Une ligne de fracture
Ces textes ne visent ni l’adhésion ni le consensus. Ils posent une ligne : une ligne de refus, une ligne de fracture, une ligne de lucidité. Car si la critique ne transforme pas le monde, elle empêche de s’y conformer sans réserve. Elle empêche la collaboration passive. Elle empêche l’oubli volontaire. Écrire, ici, c’est refuser.
Ce refus n’est pas une posture de surplomb. Il s’enracine dans un rapport concret au langage, à la pensée, à la réalité. J’écris parce que l’écriture est une discipline, pas une distraction. Parce qu’elle exige. Parce qu’elle se travaille, comme on polit un outil. J’écris comme on résiste : sans garantie de résultat, mais avec la certitude que ne rien faire serait pire.
Une pratique ouverte, jamais réservée
L’écriture n’appartient à personne. Elle n’est pas le privilège d’une classe, d’un capital culturel, d’un héritage social. Elle est un espace de travail, de lente conquête. Ce n’est pas en naissant qu’on devient écrivain, c’est en écrivant. Pas pour paraître, mais pour comprendre. Pas pour occuper un territoire, mais pour ne pas le laisser à ceux qui le falsifient.
Je me souviens de cette époque où ma mère, comme tant d’autres, révérait le simple fait de savoir écrire. Elle l’élevait au rang d’art, elle y voyait un outil d’émancipation. Aujourd’hui encore, je croise tant de femmes et d’hommes qui n’osent pas écrire, qui se censurent avant même d’avoir commencé. Ils cherchent une autorisation, une recette, un droit d’entrée. Mais personne ne naît écrivain. Ce n’est pas un don, c’est une discipline. C’est par l’exercice qu’on trouve sa voix, sa phrase, son souffle.

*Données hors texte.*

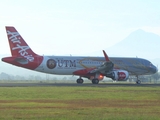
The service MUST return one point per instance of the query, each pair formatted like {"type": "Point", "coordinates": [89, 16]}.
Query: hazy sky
{"type": "Point", "coordinates": [64, 27]}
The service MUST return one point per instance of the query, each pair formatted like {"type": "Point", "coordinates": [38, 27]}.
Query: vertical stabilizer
{"type": "Point", "coordinates": [18, 47]}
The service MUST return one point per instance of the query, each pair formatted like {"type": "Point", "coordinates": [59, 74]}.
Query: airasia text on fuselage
{"type": "Point", "coordinates": [62, 64]}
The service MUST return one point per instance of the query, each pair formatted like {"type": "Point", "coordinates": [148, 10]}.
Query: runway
{"type": "Point", "coordinates": [76, 85]}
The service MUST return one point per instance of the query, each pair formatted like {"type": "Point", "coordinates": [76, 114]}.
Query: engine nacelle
{"type": "Point", "coordinates": [119, 75]}
{"type": "Point", "coordinates": [100, 77]}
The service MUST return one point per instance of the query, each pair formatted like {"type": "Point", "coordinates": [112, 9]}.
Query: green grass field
{"type": "Point", "coordinates": [80, 103]}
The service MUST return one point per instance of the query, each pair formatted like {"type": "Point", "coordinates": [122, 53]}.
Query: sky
{"type": "Point", "coordinates": [76, 27]}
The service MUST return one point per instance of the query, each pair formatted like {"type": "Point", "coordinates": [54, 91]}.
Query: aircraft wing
{"type": "Point", "coordinates": [104, 68]}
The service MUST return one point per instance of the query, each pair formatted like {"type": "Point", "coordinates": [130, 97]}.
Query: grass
{"type": "Point", "coordinates": [80, 103]}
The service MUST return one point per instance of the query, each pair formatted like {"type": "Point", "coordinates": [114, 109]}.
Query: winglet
{"type": "Point", "coordinates": [106, 56]}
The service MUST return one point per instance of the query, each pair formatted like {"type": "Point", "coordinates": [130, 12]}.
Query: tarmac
{"type": "Point", "coordinates": [43, 84]}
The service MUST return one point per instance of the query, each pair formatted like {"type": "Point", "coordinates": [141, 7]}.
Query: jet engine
{"type": "Point", "coordinates": [100, 77]}
{"type": "Point", "coordinates": [119, 75]}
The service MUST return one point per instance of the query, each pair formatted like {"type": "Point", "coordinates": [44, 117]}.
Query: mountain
{"type": "Point", "coordinates": [139, 43]}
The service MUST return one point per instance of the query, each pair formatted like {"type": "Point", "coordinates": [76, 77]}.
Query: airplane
{"type": "Point", "coordinates": [93, 68]}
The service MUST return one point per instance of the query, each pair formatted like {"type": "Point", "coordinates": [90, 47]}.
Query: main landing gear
{"type": "Point", "coordinates": [138, 81]}
{"type": "Point", "coordinates": [80, 80]}
{"type": "Point", "coordinates": [95, 81]}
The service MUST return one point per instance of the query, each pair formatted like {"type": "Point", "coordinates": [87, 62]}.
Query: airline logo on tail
{"type": "Point", "coordinates": [18, 46]}
{"type": "Point", "coordinates": [22, 55]}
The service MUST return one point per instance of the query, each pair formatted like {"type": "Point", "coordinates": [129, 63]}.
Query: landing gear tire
{"type": "Point", "coordinates": [138, 82]}
{"type": "Point", "coordinates": [95, 81]}
{"type": "Point", "coordinates": [79, 81]}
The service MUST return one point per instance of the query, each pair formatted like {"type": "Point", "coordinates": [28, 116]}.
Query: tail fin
{"type": "Point", "coordinates": [18, 46]}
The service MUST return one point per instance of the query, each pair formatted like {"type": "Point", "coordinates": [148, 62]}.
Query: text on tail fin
{"type": "Point", "coordinates": [18, 46]}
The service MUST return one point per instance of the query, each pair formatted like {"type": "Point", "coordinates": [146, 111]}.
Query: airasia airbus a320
{"type": "Point", "coordinates": [93, 68]}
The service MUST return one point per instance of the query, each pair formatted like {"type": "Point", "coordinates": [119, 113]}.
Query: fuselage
{"type": "Point", "coordinates": [66, 65]}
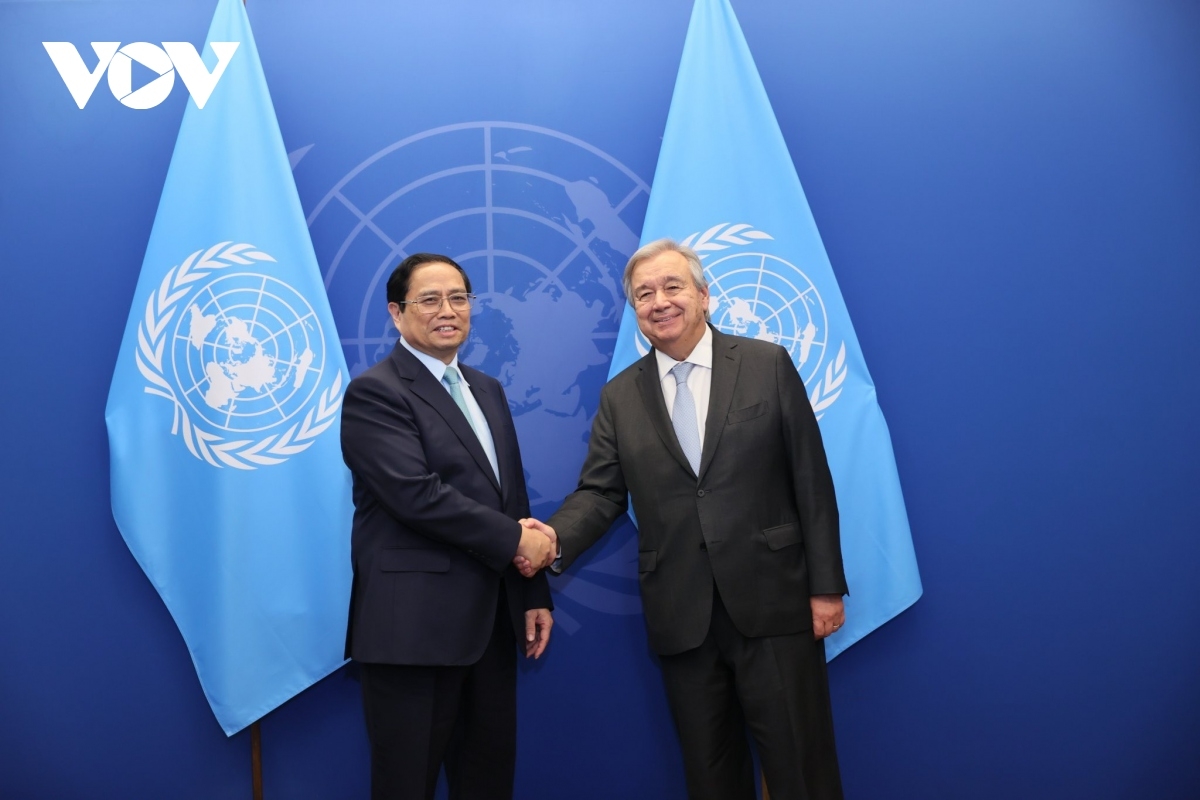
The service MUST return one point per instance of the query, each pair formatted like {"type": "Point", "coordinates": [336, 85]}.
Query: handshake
{"type": "Point", "coordinates": [538, 548]}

Trouver sa voix par l’effort
Je leur dis souvent : vous deviendrez écrivant le jour où vous accepterez d’écrire sans garantie. Quand vous cesserez de chercher des phrases parfaites et que vous commencerez à poser des mots vrais. C’est en noircissant des feuilles que l’on dompte l’écriture. C’est en se confrontant à la rigueur des mots qu’on accède à une forme de vérité, à sa propre justesse.

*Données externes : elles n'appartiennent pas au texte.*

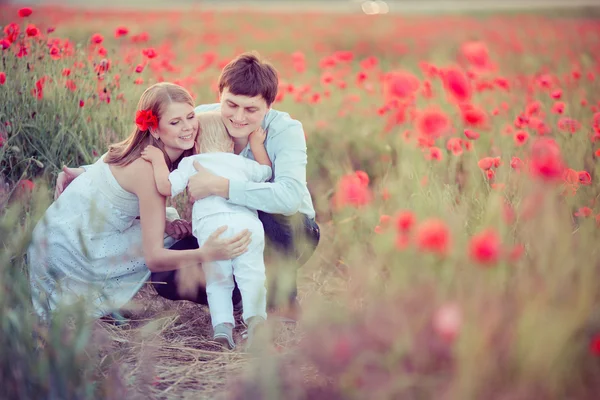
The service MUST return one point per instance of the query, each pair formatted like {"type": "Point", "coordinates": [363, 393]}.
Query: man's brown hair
{"type": "Point", "coordinates": [248, 75]}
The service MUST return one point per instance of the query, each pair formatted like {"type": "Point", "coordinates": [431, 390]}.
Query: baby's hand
{"type": "Point", "coordinates": [152, 154]}
{"type": "Point", "coordinates": [257, 138]}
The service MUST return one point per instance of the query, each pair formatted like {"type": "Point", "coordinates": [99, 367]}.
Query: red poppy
{"type": "Point", "coordinates": [432, 123]}
{"type": "Point", "coordinates": [96, 38]}
{"type": "Point", "coordinates": [546, 160]}
{"type": "Point", "coordinates": [434, 153]}
{"type": "Point", "coordinates": [353, 190]}
{"type": "Point", "coordinates": [455, 146]}
{"type": "Point", "coordinates": [516, 163]}
{"type": "Point", "coordinates": [70, 84]}
{"type": "Point", "coordinates": [556, 94]}
{"type": "Point", "coordinates": [457, 85]}
{"type": "Point", "coordinates": [32, 31]}
{"type": "Point", "coordinates": [484, 248]}
{"type": "Point", "coordinates": [405, 220]}
{"type": "Point", "coordinates": [473, 116]}
{"type": "Point", "coordinates": [11, 31]}
{"type": "Point", "coordinates": [520, 137]}
{"type": "Point", "coordinates": [568, 124]}
{"type": "Point", "coordinates": [558, 107]}
{"type": "Point", "coordinates": [145, 119]}
{"type": "Point", "coordinates": [121, 31]}
{"type": "Point", "coordinates": [149, 52]}
{"type": "Point", "coordinates": [584, 178]}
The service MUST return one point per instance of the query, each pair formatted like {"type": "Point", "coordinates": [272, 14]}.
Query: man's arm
{"type": "Point", "coordinates": [283, 195]}
{"type": "Point", "coordinates": [179, 178]}
{"type": "Point", "coordinates": [257, 172]}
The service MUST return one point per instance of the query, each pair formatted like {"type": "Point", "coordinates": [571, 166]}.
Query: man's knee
{"type": "Point", "coordinates": [295, 236]}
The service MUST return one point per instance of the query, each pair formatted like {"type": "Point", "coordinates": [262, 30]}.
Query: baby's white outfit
{"type": "Point", "coordinates": [212, 212]}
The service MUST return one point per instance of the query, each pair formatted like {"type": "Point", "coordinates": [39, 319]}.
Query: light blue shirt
{"type": "Point", "coordinates": [286, 193]}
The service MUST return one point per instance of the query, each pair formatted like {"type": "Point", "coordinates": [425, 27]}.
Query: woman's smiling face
{"type": "Point", "coordinates": [177, 128]}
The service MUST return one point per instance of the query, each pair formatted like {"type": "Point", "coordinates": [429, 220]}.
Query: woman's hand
{"type": "Point", "coordinates": [215, 249]}
{"type": "Point", "coordinates": [64, 178]}
{"type": "Point", "coordinates": [178, 229]}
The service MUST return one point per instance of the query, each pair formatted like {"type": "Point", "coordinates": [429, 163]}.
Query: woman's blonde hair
{"type": "Point", "coordinates": [156, 98]}
{"type": "Point", "coordinates": [213, 136]}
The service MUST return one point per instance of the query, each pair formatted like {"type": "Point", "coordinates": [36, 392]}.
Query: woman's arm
{"type": "Point", "coordinates": [152, 219]}
{"type": "Point", "coordinates": [65, 177]}
{"type": "Point", "coordinates": [161, 170]}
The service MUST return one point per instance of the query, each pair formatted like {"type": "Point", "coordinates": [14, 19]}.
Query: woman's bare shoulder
{"type": "Point", "coordinates": [136, 177]}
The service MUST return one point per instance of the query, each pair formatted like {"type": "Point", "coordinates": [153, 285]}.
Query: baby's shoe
{"type": "Point", "coordinates": [223, 334]}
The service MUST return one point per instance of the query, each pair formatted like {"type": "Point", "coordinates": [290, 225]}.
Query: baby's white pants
{"type": "Point", "coordinates": [248, 268]}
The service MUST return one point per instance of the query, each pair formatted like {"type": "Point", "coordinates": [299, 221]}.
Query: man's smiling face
{"type": "Point", "coordinates": [242, 114]}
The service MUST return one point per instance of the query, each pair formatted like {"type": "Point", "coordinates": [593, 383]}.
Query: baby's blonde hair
{"type": "Point", "coordinates": [213, 136]}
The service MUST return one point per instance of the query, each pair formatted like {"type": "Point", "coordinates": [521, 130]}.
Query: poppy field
{"type": "Point", "coordinates": [454, 165]}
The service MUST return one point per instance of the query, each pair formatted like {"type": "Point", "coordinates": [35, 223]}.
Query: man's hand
{"type": "Point", "coordinates": [152, 154]}
{"type": "Point", "coordinates": [257, 138]}
{"type": "Point", "coordinates": [64, 178]}
{"type": "Point", "coordinates": [178, 229]}
{"type": "Point", "coordinates": [204, 183]}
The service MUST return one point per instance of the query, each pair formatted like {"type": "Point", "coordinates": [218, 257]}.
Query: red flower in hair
{"type": "Point", "coordinates": [145, 119]}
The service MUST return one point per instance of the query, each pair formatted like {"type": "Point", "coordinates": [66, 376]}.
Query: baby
{"type": "Point", "coordinates": [215, 148]}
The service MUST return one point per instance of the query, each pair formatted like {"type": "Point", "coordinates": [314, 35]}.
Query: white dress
{"type": "Point", "coordinates": [88, 245]}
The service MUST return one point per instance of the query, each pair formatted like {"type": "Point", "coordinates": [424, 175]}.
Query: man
{"type": "Point", "coordinates": [248, 87]}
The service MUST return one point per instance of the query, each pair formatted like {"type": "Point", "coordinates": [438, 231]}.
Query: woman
{"type": "Point", "coordinates": [107, 232]}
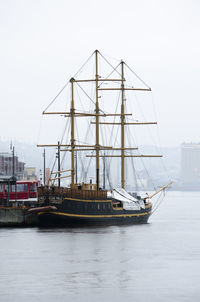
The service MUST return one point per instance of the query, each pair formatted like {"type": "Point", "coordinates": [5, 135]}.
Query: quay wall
{"type": "Point", "coordinates": [17, 217]}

Écrire face au bruit du monde
Et puis il y a le monde. Celui qu’on observe, qu’on traverse, qui nous meurtrit et nous appelle. J’ai écrit pendant vingt ans dans l’ombre du tumulte : guerres, mensonges, catastrophes, élans, trahisons. J’ai lu les discours, déchiffré les silences, désossé les euphémismes. J’ai cherché la cohérence là où on ne proposait que du bruit.
Quand le Moyen-Orient s’enflammait, je m’efforçais de comprendre les racines, pas seulement les flammes. Quand la France vacillait, je scrutais les marges, les silences des quartiers abandonnés. Quand la langue publique se vidait de sens, je notais les mots qui servaient à masquer plutôt qu’à désigner. Quand les catastrophes naturelles ou humaines fauchaient des vies, je notais ce que personne ne disait, là où l’attention fuyait déjà ailleurs.
Ce que vous lirez ici
Ce que vous allez lire ici, ce sont ces textes. Travaillés, relus, persistants. Ils ne cherchent pas à plaire. Ils ne cherchent pas l’adhésion. Ils visent la clarté. Ils s’ancrent dans une idée simple : il faut écrire même si cela ne suffit pas. Il faut écrire pour ne pas se rendre. Il faut écrire pour continuer à penser. Il faut écrire pour que ceux qui viennent sachent qu’on n’a pas tout laissé passer sans rien dire.
Une orientation, pas un programme
Une profession de foi, donc. Pas un manifeste. Pas une stratégie. Une ligne. Une orientation. Et une résolution : dire ce qui doit être dit, quand bien même cela n’aurait d’effet qu’en soi.